With the help of the Holy Spirit, I talked about sex from the pulpit without blushing. I remembered God's wisdom imparted through the words of my seminary classmates and clergy colleagues as I tried to cut away the pink-covered expectation baggage from the Proverbs 31-woman. I taught my congregation about the traditions of Purim and we all booed at Haman. I poked a stick at the pinata of Biblical literalism that was hanging over Job. And I endeavored to preach prose interpreting the poetry of the Psalms. They were not all great sermons. But they were genuine attempts to delve into the challenging parts of our sacred book. I figured that if I, with some serious theological training, had difficulty with these passages, my congregation might, too. And I felt the Spirit challenging us to gird our congregational loins and wrestle with the passages God placed before us.

By the time I got to planning November, I was looking for trouble. After preaching some of the most terrifying passages in the Bible, my attitude had shifted from, "Oh, no! Another hard passage!" to "Troubling text? BRING IT ON!" That's when I decided to put a cherry on the top of this Old-Testament-Worship-Sundae. After praying about it for a while, I decided to do a pre-Advent series focused on some more hard texts. Inspired by the challenging stories we'd been looking at throughout the fall, I decided to plan a sermon series on the "black sheep" in Jesus' genealogy. So for four weeks, I'm taking on the stories of: 1) Tamar and Judah, 2) Rahab and Salmon, 3&4) Naomi, Ruth, & Boaz. That's right. We're getting ready for Advent by talking about sex, prostitution, fidelity, family, and tradition. Some days I shake my head and wonder what I was thinking in choosing this path. But other days I feel blessed. I feel blessed by the challenge of God's Word and passages that I cannot address comfortably. I feel blessed that God is disturbing my assumptions and pushing me to go deeper. And I feel abundantly blessed that I have friends, colleagues, family members, and a congregation who are willing to engage the questions and go deeper with me. 

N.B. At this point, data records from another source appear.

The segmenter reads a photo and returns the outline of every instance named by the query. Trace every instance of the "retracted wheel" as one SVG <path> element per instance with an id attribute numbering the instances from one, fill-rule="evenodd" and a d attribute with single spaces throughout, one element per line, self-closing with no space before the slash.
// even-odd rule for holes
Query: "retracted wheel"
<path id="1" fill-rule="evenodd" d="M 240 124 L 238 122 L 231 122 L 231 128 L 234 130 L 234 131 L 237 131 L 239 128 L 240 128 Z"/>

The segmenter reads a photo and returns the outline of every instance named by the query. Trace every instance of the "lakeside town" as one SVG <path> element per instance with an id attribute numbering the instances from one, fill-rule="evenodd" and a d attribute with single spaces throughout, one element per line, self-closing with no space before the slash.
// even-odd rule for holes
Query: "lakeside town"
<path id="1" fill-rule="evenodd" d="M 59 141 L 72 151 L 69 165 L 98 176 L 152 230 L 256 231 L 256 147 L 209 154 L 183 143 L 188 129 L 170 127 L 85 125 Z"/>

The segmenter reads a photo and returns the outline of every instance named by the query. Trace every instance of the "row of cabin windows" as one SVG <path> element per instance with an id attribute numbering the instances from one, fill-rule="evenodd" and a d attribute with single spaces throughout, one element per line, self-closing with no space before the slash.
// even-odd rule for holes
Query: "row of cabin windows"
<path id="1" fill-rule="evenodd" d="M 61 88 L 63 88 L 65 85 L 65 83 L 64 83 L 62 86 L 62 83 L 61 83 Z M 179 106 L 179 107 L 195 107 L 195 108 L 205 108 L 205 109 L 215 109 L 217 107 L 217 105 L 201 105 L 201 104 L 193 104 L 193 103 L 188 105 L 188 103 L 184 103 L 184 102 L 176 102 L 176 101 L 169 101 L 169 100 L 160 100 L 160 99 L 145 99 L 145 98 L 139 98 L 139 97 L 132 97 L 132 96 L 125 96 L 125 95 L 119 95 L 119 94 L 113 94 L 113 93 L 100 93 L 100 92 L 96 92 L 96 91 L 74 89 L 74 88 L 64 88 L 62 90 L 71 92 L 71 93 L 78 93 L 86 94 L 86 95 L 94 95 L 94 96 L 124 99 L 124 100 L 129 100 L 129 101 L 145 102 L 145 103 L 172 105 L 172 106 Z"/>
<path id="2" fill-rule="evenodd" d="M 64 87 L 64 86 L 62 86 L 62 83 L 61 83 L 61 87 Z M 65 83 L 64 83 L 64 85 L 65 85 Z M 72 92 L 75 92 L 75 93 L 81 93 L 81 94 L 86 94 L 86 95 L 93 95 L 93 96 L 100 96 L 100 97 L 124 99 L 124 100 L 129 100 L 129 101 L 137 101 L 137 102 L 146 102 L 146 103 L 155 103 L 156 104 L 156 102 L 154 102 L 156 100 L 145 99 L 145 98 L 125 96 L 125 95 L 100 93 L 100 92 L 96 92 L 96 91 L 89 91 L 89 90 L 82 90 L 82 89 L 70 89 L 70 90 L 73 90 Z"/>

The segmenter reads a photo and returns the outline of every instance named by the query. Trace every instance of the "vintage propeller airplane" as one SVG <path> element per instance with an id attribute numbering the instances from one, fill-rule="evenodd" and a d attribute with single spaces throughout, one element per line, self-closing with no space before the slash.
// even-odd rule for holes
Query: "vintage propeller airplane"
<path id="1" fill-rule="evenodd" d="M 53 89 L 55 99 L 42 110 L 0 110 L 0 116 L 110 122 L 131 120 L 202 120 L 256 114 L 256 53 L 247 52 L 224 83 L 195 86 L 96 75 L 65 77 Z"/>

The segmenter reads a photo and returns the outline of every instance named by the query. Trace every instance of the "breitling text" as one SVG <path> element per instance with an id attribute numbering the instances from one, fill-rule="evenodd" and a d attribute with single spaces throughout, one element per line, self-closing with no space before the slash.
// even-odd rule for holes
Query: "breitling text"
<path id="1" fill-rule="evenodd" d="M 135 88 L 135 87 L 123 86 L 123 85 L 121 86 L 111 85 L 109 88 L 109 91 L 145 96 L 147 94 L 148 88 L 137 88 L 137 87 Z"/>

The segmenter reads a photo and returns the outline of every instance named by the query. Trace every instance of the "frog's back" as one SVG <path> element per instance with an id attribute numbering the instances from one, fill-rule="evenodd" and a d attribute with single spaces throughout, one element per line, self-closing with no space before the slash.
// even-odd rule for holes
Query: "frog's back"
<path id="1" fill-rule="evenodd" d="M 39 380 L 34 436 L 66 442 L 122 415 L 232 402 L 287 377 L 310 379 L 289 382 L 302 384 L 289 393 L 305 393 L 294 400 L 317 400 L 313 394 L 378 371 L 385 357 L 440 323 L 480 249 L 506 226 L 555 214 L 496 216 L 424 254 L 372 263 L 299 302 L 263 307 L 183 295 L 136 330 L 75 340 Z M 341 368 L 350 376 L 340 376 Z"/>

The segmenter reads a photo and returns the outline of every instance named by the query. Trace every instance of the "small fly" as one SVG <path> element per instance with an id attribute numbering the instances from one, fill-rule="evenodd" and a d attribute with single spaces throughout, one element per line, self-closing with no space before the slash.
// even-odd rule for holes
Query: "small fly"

Talking with my sister this afternoon, I expressed relief that once Advent begins I'll return to the New Testament Scriptures. She said, "So, away from the challenges of the Old Testament." I replied, "Yes, back to something fluffy, like the gospels." Laughing, she replied, "I don't think you can describe the gospels as fluffy. Is any part of the Bible fluffy?" We both pondered this for a moment, then concluded that, apart from the occasional Psalm, none of the Bible is fluffy. None of it is easy. It isn't meant to be. 

The Bible is dense and challenging, meant to be pondered and chewed on, wrestled with and rested in, doubted and trusted. If we're getting only reassurance from it and never struggling with it, we're probably not reading it right. 

So, on to a new season. A season of New Testament texts. A season of Advent and Christmas and Epiphany. But I hope all of them will be seasons of wrestling as this one has been. Maybe when I approach the Christmas texts, perhaps the most familiar, comforting texts of all, I'll read them with the same sense of challenge and prophetic discomfort that I've come to cherish in this season of learning.